Ilustrasi peluncuran rudal. (unsplash.com/Maciej Ruminkiewicz)
Para ahli menilai hasil pertemuan puncak tersebut menunjukkan bahwa China kini lebih memprioritaskan persatuan regional, guna melawan pengaruh AS daripada mengekang ambisi senjata nuklir dan rudal Kim Jong Un. Pengamat menyuarakan kekhawatiran bahwa China mungkin mengambil sikap toleransi de facto terhadap aktivitas Pyongyang.
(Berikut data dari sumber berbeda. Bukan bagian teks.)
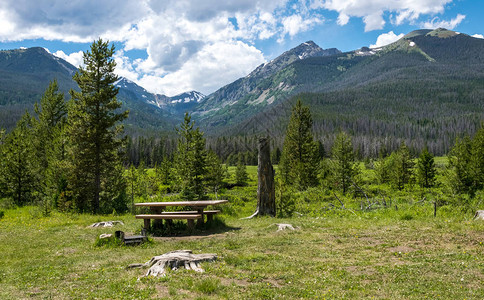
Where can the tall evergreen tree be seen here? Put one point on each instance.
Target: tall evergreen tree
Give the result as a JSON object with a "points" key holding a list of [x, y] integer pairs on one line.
{"points": [[94, 131], [49, 142], [300, 152], [19, 172], [477, 161], [426, 170], [191, 159], [3, 185], [459, 173], [343, 165], [400, 166]]}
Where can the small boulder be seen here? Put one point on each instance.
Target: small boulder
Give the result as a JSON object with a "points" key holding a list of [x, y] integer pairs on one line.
{"points": [[105, 236], [479, 215], [106, 224], [281, 227]]}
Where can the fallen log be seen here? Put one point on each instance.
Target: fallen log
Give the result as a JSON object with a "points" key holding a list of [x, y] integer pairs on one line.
{"points": [[175, 260], [106, 224]]}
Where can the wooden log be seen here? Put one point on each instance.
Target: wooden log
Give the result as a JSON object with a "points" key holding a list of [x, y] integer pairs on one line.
{"points": [[175, 260], [266, 194], [479, 215]]}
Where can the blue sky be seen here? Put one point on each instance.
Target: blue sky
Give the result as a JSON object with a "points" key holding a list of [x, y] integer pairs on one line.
{"points": [[172, 46]]}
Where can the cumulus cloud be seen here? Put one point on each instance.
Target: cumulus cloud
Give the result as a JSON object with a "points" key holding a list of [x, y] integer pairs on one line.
{"points": [[437, 23], [75, 58], [371, 11], [213, 66], [386, 38], [72, 21], [193, 44]]}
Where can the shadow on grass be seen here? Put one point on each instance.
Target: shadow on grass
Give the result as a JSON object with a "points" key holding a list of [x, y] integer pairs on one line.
{"points": [[180, 229]]}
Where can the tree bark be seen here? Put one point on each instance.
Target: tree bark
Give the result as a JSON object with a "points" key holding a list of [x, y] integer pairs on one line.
{"points": [[266, 199]]}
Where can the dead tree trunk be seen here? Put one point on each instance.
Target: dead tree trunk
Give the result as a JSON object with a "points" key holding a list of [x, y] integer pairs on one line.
{"points": [[266, 195]]}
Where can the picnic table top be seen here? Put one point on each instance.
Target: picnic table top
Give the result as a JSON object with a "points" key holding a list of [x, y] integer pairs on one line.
{"points": [[201, 203]]}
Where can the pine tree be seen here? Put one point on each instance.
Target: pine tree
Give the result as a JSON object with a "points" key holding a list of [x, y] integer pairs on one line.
{"points": [[3, 160], [241, 176], [19, 172], [400, 166], [49, 143], [343, 165], [426, 170], [299, 159], [94, 131], [477, 161], [191, 160]]}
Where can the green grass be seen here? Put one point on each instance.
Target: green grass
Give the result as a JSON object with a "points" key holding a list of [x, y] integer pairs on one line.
{"points": [[398, 252]]}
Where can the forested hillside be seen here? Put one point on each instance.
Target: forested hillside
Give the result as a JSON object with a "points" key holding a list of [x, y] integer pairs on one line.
{"points": [[425, 94]]}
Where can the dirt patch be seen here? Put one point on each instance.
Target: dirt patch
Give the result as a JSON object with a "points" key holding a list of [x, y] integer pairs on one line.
{"points": [[401, 249], [359, 270], [230, 281], [273, 282], [190, 237], [162, 292]]}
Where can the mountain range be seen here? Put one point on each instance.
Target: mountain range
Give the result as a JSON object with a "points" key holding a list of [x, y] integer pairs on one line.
{"points": [[425, 89]]}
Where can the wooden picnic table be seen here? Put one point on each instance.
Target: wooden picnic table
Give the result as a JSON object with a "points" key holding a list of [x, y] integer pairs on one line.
{"points": [[158, 214]]}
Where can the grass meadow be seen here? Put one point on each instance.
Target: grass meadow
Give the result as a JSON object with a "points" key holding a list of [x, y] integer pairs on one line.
{"points": [[400, 251]]}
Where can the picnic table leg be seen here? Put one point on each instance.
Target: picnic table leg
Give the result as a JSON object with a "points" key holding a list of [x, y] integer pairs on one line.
{"points": [[209, 218], [191, 224], [157, 224], [200, 221], [147, 224]]}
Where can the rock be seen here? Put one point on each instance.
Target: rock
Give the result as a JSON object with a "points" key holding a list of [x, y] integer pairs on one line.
{"points": [[175, 260], [106, 224], [479, 215], [281, 227]]}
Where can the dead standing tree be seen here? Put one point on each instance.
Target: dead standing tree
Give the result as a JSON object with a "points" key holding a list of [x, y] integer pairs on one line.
{"points": [[266, 195]]}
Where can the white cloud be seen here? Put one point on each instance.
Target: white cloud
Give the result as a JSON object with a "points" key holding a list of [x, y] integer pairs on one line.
{"points": [[295, 24], [213, 66], [437, 23], [371, 11], [386, 38], [75, 58], [191, 44]]}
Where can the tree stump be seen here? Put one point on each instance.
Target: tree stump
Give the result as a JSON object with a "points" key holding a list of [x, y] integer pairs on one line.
{"points": [[106, 224], [266, 195], [281, 227], [175, 260], [479, 215]]}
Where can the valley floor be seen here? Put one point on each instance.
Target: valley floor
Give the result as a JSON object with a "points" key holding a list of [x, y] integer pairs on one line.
{"points": [[340, 254]]}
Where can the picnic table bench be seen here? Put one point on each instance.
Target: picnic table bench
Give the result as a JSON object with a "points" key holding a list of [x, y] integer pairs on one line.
{"points": [[158, 214]]}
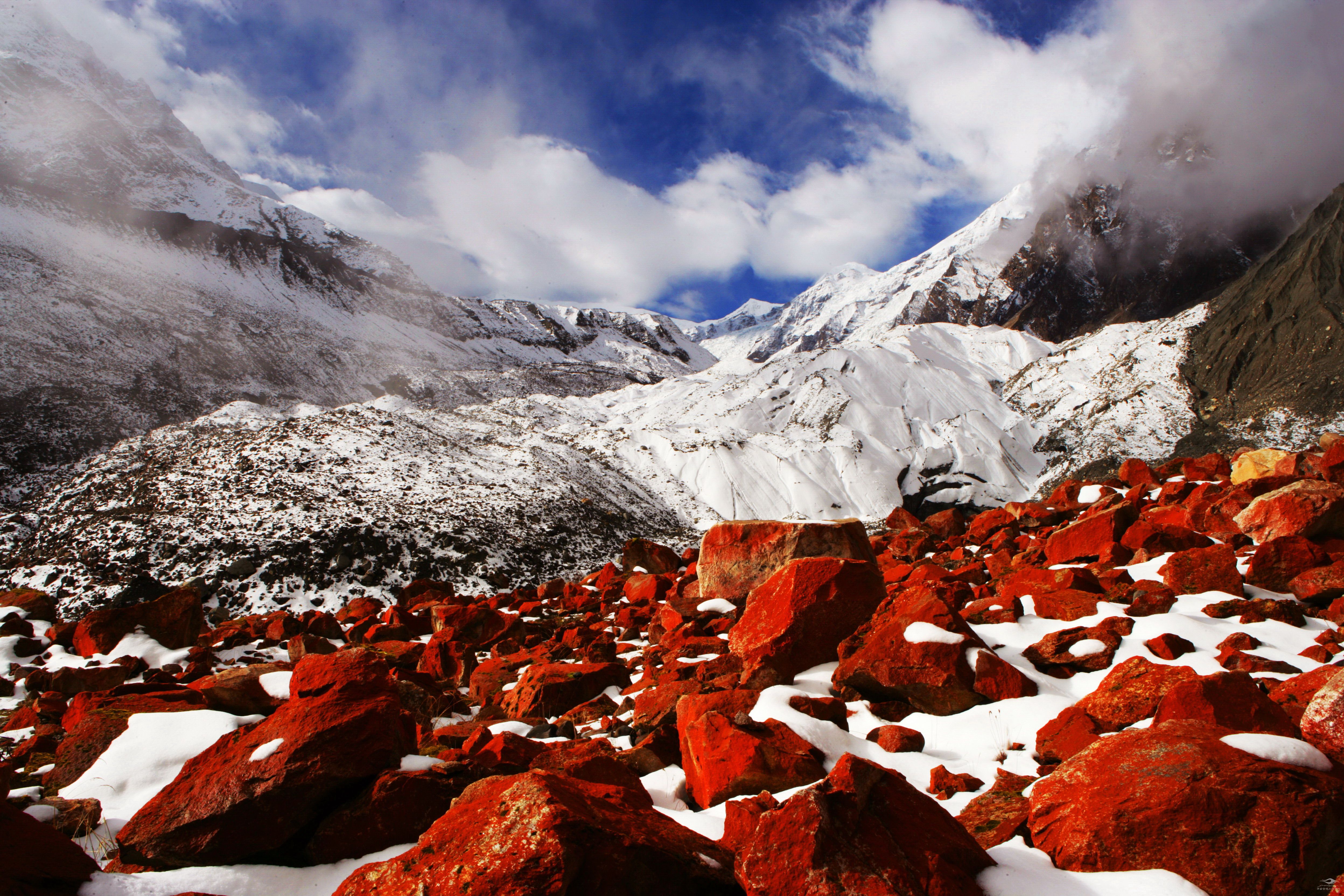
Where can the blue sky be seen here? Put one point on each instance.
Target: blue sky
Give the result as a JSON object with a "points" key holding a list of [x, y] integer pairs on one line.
{"points": [[682, 156]]}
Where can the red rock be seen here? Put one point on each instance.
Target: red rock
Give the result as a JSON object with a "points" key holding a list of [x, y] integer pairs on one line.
{"points": [[1319, 587], [1132, 691], [554, 688], [1228, 699], [726, 757], [1066, 735], [37, 859], [902, 519], [1177, 797], [933, 676], [651, 557], [396, 809], [1135, 472], [239, 691], [93, 722], [797, 617], [38, 605], [1203, 570], [1000, 813], [897, 739], [175, 621], [947, 524], [987, 523], [1066, 605], [1241, 662], [944, 785], [1323, 720], [341, 727], [1295, 694], [1088, 537], [999, 680], [1057, 655], [740, 555], [1150, 600], [1170, 647], [545, 832], [1279, 561], [1307, 507], [863, 831], [72, 680], [741, 817], [475, 625]]}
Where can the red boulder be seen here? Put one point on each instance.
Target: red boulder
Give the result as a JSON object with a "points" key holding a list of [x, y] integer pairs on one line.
{"points": [[175, 621], [797, 617], [542, 832], [1228, 699], [740, 555], [1177, 797], [863, 831], [253, 790], [1307, 507]]}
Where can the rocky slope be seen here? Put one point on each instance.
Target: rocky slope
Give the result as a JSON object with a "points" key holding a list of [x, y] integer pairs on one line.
{"points": [[142, 284], [1138, 676]]}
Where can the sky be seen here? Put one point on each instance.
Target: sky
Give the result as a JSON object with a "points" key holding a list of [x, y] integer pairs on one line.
{"points": [[689, 156]]}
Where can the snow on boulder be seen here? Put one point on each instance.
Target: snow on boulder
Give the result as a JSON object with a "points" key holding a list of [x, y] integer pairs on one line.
{"points": [[932, 676], [175, 621], [738, 555], [38, 860], [1307, 507], [147, 757], [94, 720], [1228, 699], [797, 617], [1177, 797], [342, 726], [863, 831], [544, 832], [1323, 720]]}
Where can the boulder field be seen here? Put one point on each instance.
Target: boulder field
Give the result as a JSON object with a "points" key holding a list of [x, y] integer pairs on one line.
{"points": [[1139, 675]]}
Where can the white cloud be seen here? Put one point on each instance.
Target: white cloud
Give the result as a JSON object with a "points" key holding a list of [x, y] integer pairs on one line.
{"points": [[144, 44]]}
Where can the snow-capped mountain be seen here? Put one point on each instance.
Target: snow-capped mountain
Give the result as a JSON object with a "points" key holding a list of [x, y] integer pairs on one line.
{"points": [[143, 284]]}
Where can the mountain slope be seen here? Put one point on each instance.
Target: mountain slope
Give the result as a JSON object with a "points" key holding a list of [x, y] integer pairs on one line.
{"points": [[142, 284]]}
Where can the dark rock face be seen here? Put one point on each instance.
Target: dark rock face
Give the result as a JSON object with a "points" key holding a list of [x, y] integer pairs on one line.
{"points": [[1273, 339], [1094, 260]]}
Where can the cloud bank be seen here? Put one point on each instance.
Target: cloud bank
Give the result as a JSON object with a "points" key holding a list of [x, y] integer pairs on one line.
{"points": [[1217, 108]]}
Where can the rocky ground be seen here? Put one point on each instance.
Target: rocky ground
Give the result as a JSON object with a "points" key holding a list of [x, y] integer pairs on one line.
{"points": [[1135, 676]]}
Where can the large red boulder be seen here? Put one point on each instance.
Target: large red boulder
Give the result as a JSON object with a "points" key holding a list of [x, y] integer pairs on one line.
{"points": [[550, 690], [1088, 537], [1280, 561], [1132, 691], [650, 557], [1199, 570], [38, 860], [797, 617], [1323, 720], [726, 757], [175, 621], [1177, 797], [913, 649], [740, 555], [1000, 813], [863, 831], [253, 790], [1228, 699], [396, 809], [544, 832], [1307, 507], [94, 720]]}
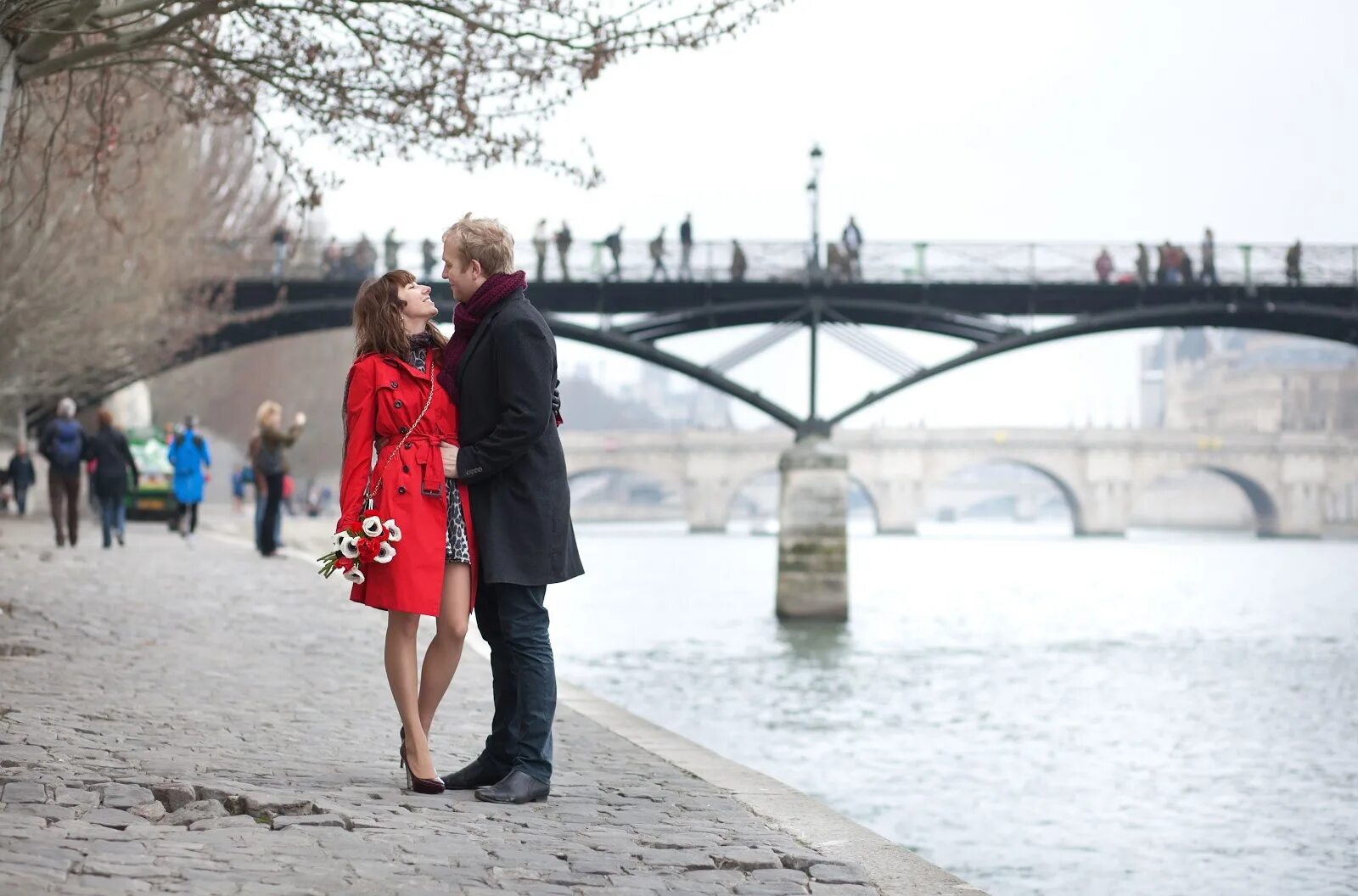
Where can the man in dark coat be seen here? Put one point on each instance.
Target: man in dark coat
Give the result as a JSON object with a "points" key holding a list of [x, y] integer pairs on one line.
{"points": [[20, 477], [500, 368]]}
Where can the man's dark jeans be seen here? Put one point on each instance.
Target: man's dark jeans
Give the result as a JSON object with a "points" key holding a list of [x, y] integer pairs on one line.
{"points": [[513, 622]]}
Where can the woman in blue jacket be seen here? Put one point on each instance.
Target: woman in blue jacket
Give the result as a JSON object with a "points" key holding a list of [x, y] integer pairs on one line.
{"points": [[189, 455]]}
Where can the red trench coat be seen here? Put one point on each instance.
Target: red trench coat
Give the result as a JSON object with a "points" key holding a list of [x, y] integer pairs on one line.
{"points": [[382, 400]]}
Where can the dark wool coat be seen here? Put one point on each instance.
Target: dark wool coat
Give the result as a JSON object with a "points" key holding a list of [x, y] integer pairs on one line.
{"points": [[113, 462], [384, 398], [511, 454]]}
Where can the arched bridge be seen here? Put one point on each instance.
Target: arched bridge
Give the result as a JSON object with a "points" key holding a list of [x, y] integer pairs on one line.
{"points": [[995, 296], [1294, 482]]}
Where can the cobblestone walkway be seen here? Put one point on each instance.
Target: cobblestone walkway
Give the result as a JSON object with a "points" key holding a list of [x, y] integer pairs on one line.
{"points": [[197, 720]]}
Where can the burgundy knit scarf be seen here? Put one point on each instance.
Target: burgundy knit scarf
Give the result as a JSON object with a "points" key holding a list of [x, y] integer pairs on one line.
{"points": [[468, 316]]}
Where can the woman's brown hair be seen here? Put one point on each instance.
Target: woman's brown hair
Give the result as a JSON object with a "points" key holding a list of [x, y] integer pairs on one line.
{"points": [[377, 316]]}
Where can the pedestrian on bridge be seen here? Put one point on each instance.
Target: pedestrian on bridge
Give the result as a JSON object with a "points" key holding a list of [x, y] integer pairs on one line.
{"points": [[852, 239], [614, 244], [686, 249], [540, 246], [65, 445], [564, 250], [658, 257], [280, 250], [427, 258], [1209, 258], [738, 262], [115, 466], [1293, 262], [1103, 266]]}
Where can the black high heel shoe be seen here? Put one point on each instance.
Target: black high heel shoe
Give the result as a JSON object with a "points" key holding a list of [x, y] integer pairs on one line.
{"points": [[429, 787]]}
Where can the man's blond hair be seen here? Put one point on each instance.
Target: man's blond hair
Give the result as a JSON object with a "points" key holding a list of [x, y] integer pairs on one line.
{"points": [[267, 411], [482, 239]]}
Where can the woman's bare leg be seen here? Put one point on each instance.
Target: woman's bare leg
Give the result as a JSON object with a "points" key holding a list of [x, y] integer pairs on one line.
{"points": [[446, 649], [400, 656]]}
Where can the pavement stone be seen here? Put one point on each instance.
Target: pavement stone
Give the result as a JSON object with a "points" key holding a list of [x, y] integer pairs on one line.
{"points": [[221, 689]]}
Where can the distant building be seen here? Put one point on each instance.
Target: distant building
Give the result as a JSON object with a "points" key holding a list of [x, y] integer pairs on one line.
{"points": [[1249, 382]]}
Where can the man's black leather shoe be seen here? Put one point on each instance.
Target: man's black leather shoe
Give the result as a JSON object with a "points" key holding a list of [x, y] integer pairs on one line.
{"points": [[516, 787], [477, 774]]}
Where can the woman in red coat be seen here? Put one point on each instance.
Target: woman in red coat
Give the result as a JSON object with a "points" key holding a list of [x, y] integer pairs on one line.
{"points": [[393, 405]]}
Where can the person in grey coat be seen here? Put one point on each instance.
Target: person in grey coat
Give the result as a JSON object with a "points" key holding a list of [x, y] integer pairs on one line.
{"points": [[500, 370]]}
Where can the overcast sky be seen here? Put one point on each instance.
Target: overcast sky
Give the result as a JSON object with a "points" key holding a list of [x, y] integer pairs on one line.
{"points": [[1108, 121]]}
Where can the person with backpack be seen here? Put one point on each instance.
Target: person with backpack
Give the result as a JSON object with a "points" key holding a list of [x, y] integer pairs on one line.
{"points": [[189, 455], [271, 465], [65, 445], [109, 481]]}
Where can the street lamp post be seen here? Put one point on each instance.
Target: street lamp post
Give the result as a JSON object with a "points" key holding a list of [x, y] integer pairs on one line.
{"points": [[814, 193]]}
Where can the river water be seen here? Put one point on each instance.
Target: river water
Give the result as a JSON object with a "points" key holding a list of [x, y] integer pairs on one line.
{"points": [[1039, 714]]}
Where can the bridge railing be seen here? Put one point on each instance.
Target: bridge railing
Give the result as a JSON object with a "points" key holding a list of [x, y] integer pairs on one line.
{"points": [[920, 262]]}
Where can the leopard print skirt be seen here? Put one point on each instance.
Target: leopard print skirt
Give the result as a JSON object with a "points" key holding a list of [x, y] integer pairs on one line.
{"points": [[458, 549]]}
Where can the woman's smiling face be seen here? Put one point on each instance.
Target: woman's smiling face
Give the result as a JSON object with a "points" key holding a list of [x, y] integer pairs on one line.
{"points": [[418, 303]]}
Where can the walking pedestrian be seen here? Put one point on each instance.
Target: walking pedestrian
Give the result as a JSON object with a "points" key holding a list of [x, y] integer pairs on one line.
{"points": [[852, 239], [614, 244], [658, 257], [393, 400], [564, 250], [272, 462], [364, 255], [109, 448], [63, 445], [20, 477], [738, 262], [1293, 262], [1209, 258], [540, 246], [280, 250], [1103, 266], [500, 371], [333, 258], [686, 248], [427, 258], [189, 456]]}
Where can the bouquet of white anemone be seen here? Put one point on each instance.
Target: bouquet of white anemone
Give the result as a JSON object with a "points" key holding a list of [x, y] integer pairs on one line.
{"points": [[370, 540]]}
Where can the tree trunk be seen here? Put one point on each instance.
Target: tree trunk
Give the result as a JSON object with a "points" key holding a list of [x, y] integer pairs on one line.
{"points": [[7, 85]]}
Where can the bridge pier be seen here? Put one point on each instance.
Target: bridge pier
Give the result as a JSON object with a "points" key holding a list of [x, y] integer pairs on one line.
{"points": [[812, 533]]}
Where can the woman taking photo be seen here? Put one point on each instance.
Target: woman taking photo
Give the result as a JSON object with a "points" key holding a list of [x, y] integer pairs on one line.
{"points": [[391, 402]]}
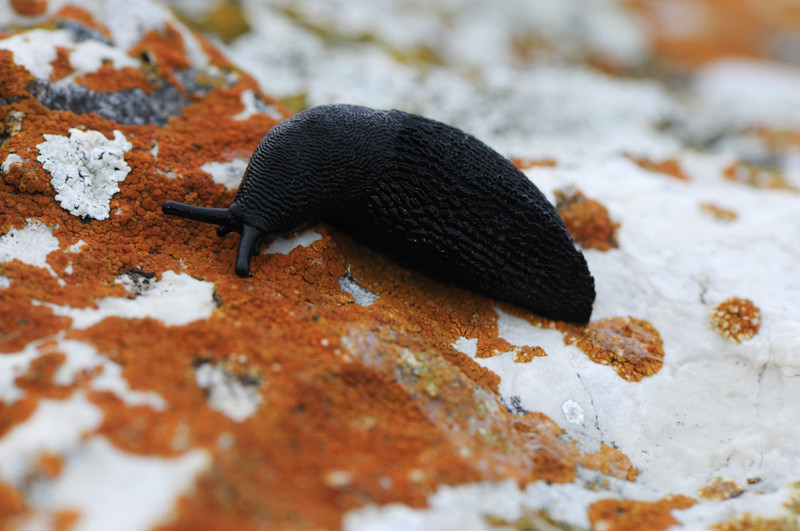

Patrick Cronin, ketua bidang keamanan Asia-Pasifik di Hudson Institute, mengatakan kepada Yonhap bahwa Beijing lebih fokus pada upaya menyangkal pengaruh AS daripada menyangkal kepemilikan senjata nuklir Pyongyang. Menurutnya, pertemuan itu adalah pesan persatuan frontal untuk melawan Washington dan sekutunya.
"Kim Jong Un berusaha mendapatkan pengakuan sebagai negara nuklir permanen, dan dia berhasil mendapatkannya melalui kebungkaman China. Dampaknya, Korsel kemungkinan besar akan menilai kembali nilai strategis China sebagai mitra," ujar Ellen Kim, direktur akademik di Korea Economic Institute of America.
Andrew Yeo, Ketua SK-Korea Foundation di Pusat Studi Kebijakan Asia Timur Brookings Institution, mengungkapkan absennya referensi denuklirisasi menunjukkan isu ini bukan lagi prioritas utama China seperti satu dekade lalu.
"Kunjungan Xi memperkuat posisi Kim sebagai pemimpin yang kini diperebutkan oleh China dan Rusia," ungkapnya, dikutip dari Korea Herald.
Sementara itu, Park Jong Chol, Profesor dari Universitas Nasional Gyeongsang berspekulasi bahwa kedua pemimpin mungkin telah mencapai kesepakatan implisit. Disebutkan, Beijing tidak akan keberatan dengan senjata nuklir yang sudah ada, asalkan Pyongyang membekukan produksi persenjataan nuklir baru di masa mendatang.